Clippers guard Lou Williams said it “was classy” what Rivers did in paying homage to Nowitzki.

“We’re not sure if this is the last time we’ll see him, but just in case it was good to honor a legend,” Williams said. “He is a champion in this league and one of the trailblazers for international players coming over to the NBA.

“The career that he had has been excellent. He has been a role model, too. I’m sure there are tons of international guys that look up to him and want to come here and play. He set a fine example.”

Nowitzki, now 40 and in his 21st season, was the first big man to step out and start making 3-point shots a part of his every day life.

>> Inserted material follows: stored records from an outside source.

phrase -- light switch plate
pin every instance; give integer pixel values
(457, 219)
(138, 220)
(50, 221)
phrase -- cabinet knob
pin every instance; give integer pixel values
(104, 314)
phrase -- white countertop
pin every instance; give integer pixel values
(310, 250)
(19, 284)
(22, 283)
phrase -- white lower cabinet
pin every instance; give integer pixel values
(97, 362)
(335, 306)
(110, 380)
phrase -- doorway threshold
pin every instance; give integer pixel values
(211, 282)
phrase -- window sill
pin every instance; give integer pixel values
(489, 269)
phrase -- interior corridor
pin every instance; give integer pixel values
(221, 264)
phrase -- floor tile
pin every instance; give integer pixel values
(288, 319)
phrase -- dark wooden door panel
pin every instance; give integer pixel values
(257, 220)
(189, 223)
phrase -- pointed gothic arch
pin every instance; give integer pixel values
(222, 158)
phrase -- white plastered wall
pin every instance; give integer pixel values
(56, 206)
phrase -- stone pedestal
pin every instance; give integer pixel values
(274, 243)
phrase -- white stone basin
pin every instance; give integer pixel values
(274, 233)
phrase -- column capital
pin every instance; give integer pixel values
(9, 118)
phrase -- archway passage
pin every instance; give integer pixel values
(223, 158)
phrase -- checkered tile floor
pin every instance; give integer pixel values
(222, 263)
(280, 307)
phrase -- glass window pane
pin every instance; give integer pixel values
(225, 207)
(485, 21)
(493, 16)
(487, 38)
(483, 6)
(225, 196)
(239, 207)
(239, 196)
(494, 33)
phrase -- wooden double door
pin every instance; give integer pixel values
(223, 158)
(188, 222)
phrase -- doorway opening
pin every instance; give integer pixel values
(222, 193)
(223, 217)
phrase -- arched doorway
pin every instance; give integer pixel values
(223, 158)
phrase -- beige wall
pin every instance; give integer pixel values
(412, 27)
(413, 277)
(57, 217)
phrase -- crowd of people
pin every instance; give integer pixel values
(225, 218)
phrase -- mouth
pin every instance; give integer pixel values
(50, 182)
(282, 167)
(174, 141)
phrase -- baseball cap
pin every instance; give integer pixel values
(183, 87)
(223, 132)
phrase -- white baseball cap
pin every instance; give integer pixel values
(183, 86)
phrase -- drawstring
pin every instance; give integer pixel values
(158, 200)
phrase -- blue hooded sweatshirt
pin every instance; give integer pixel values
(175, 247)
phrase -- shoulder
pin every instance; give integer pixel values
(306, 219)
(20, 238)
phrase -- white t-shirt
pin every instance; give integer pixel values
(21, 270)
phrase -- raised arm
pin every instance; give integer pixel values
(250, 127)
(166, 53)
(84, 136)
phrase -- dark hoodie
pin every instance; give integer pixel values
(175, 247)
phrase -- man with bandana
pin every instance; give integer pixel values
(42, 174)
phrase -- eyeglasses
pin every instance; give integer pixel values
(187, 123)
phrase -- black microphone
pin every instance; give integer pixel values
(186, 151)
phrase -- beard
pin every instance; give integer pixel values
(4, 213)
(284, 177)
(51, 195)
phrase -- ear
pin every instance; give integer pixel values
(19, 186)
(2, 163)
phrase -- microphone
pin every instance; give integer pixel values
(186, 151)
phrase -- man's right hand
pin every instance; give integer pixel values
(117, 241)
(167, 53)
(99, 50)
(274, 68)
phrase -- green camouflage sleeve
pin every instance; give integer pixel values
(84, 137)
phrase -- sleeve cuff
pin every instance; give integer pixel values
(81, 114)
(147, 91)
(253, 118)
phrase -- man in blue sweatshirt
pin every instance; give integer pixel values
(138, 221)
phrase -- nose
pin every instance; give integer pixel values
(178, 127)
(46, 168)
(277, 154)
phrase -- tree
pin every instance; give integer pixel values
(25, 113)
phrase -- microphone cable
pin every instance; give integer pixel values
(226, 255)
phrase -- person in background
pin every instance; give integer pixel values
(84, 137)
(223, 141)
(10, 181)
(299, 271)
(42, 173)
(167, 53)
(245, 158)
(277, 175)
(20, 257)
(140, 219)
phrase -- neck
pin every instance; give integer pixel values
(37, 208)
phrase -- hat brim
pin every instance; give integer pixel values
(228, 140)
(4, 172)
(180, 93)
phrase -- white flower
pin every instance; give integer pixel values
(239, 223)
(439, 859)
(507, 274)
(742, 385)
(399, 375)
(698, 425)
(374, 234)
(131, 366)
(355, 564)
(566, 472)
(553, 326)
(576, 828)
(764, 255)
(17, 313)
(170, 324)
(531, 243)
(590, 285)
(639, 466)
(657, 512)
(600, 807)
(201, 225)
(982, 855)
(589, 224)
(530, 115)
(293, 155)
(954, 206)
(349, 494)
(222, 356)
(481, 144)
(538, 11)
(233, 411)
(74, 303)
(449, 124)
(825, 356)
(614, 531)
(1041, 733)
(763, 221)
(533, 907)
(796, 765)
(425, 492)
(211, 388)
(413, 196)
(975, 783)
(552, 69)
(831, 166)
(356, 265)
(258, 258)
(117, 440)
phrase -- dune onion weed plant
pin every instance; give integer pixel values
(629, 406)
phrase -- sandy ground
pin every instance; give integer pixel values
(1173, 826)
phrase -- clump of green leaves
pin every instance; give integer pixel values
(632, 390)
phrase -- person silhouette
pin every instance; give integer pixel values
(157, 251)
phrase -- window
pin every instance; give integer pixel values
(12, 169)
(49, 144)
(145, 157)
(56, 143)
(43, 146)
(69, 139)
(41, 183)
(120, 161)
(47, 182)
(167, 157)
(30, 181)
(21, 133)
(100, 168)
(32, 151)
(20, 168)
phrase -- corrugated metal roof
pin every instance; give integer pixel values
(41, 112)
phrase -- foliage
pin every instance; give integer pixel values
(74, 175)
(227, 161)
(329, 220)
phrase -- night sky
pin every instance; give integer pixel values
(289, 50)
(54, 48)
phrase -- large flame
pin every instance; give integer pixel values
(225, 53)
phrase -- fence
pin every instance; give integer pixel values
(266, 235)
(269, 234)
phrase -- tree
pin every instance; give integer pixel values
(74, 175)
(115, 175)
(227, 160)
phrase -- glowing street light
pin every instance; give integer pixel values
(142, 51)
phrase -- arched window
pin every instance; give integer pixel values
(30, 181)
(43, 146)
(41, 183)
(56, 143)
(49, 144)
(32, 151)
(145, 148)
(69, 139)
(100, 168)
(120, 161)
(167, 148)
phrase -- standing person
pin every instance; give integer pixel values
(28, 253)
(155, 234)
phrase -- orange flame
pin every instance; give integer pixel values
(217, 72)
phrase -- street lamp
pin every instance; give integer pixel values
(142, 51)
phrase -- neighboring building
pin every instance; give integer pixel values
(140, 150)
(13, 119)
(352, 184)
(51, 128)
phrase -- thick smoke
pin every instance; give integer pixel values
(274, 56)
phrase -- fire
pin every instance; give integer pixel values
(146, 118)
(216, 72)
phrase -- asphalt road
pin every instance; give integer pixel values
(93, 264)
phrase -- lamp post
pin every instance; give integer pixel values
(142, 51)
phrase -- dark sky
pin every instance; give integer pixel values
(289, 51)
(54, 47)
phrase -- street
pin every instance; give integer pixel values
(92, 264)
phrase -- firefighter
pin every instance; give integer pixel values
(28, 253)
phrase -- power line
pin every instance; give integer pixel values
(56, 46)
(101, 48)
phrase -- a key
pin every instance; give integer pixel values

Now, the 3-point shot is a part of every day life in the NBA today for most players – the tall ones and the short ones.

“He deserves even more,” rookie Luka Doncic said. “He does everything in the world. The way he plays basketball at the age of 40 is just amazing.

“I see him practice every day. He practices more than everybody, so that’s just amazing to see. I’m just really happy they give him ovations like that.”

That same happiness is shared by Carlisle.

“It’s just a nod to how special his career has been,” Carlisle said. “When you factor in competitive, integrity, franchise loyalty, a championship, 14-time All-Star, it’s a lot of things to stack up on top of each other.

“I get a little emotional thinking about everything he’s meant to all of us – me, my family and all of that. It’s a proud moment for him and our franchise.”